I have many small root files (on AFS) coming from lxbatch jobs and they get merged with hadd automatically to AFS again. I can track back the entry number of the corrupted entry in the large file and go to this exact entry in the original small root file where the entry is not corrupted. Conclusion: the small files that come out of my routines are not corrupted!

I’m aware of a file size limitation of about 2 GB in the past, where the message above may come from, but it’s also not that because:
The original directory (= source) of the small files and the target directory (= final) for the hadd command is not the same. And by ‘not the same’ I mean that it’s a different partition/project space. I’m sorry if I’m lacking the correct term for it but both directories have 100 GB in size if that helps to establish the correct context. To clarify:

hadd final/finalrootfile.root source/*.root --> corrupted

hadd source/finalrootfile.root source/*.root --> NOT corrupted

If I move the finalrootfile.root to final/. afterwards it’s fine. So this is a clear indication for me that it must come from hadd or the system. hadd shows no error messages when creating the files.
I emphasize again that source and final directories are on different project spaces/partitions or what ever the correct term is.

Additional information:
If I hadd five “good” normal sized root files (approx 2 GB) - which for themselves are already final root files with respect to the context above - from EOS to AFS, reading this 10 GB file works without a problem. AFS to AFS seems to be the problem to me.

Just to put it on the table, I’m aware of bus errors from HTCondor to EOS/AFS at the moment but not from AFS to AFS itself.
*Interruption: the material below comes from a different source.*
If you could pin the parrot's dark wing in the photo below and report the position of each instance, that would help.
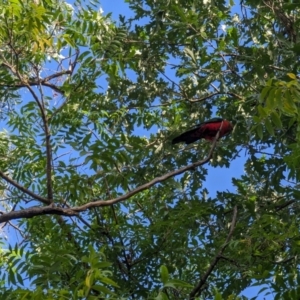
(188, 137)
I’m aware that this may be very hard to reproduce but any ideas?


PS: the midterm fix is obviously not to merge on the final directory but on the source and then move. The longterm fix is anyways to switch to EOS but it would still be interesting to understand the issue.

Dear Michi,

Do you still have a set of small files reproducing the problem?
Without a reproducer it will be basically impossible to debug.

G Ganis